Ladera Ranch-based Strategic Storage Trust Inc. is nearing a $20.9 million deal in its hometown that would rank as one of its largest purchases to date.
The firm, which specializes in self-storage properties, has raised close to $220 million from investors in the past two years. It is under contract to buy a 980-unit self-storage facility and an adjacent 3.6-acre parcel of land on Terrace Road near Antonio Parkway.
Strategic Storage is expected to pay $17 million for the Public Storage facility, which has about 102,000 square feet of rentable space. It will pay an additional $3.9 million for the undeveloped land, according to a filing with the Securities Exchange Commission.
The price of the self-storage property includes the assumption of a $7 million loan.
The deal—one of the larger commercial real estate sales seen in Ladera Ranch in the past few years—is expected to close next quarter. The seller hasn’t been disclosed.
The deal would give Strategic Storage a “flagship self-storage facility” just a few blocks from the company’s headquarters, said Chief Executive H. Michael Schwartz.
No decision has been made on what might be done with the additional parcel of land, Schwartz said. It is one of the last pieces of undeveloped commercial property in Ladera Ranch.

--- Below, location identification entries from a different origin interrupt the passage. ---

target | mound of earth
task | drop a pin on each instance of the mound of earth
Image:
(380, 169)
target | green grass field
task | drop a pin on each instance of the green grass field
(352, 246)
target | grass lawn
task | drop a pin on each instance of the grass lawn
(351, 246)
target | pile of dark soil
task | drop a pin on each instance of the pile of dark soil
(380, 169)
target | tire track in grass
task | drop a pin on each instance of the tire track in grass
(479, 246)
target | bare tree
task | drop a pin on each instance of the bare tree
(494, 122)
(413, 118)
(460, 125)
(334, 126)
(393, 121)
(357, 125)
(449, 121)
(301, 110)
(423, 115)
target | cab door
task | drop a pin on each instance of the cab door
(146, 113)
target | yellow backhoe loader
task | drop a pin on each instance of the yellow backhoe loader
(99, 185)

Building another storage facility at the site or using the land for something else such as an assisted living facility are possibilities, he said.

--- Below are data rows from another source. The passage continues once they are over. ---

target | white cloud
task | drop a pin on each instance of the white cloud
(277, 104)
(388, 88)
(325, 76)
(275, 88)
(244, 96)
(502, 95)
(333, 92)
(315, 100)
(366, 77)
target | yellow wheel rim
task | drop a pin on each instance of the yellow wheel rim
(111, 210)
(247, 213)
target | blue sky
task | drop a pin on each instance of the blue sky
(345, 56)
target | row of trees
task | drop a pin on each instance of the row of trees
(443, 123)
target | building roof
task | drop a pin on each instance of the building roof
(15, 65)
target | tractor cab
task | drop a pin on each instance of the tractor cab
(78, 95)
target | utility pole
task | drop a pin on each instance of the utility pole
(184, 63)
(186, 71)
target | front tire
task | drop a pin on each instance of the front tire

The proposed Ladera Ranch deal comes as Strategic Storage ramps up its pace of acquisitions.
In the fourth quarter, the company bought more than 7,100 self-storage units in the U.S. and Canada. It paid just less than $70 million for the properties, which totaled about 924,000 square feet of space.
“We’re consistently buying,” said Schwartz, adding that the company has another $70 million or so of deals in the pipeline.
Recent Deals
Recent local deals have included a $12.9 million property in Long Beach, and a $13.1 million buy in Los Angeles that added a combined 1,600 units to the company’s portfolio.
Last week, the company closed on the roughly $30 million purchase of the 80% stake it didn’t already own in a 10-property portfolio of facilities in Texas, North Carolina and Georgia.
That brought Strategic’s holdings to about 55 properties totaling nearly 37,000 units and 4.7 million square feet of rentable space.
About half of the properties have been renamed under the company’s new SmartStop Self Storage brand or are slated for the change.
The company is one of about 10 national self-storage operators that are doing the bulk of buying these days, said Eric Snyder, a principal with Costa Mesa’s Talonvest Capital Inc., a real estate financing company that arranges deals for self-storage investors.
“There’s definitely more activity,” Snyder said. “There’s more sales going down today than six months ago.”
The self-storage industry has seen property values tumble the past few years, much like the rest of the commercial real estate sector. Declines haven’t been as steep as some other buildings because the uncertain economy has driven plenty of new customers to rent space at the company’s properties, Schwartz said.
“This is an industry that’s focused on people in transition,” said Schwartz, a real estate executive with 19 years of experience.
Before Strategic Storage, he was the managing director of private structured offerings for Santa Ana’s Triple Net Properties LLC, now part of Grubb & Ellis Co.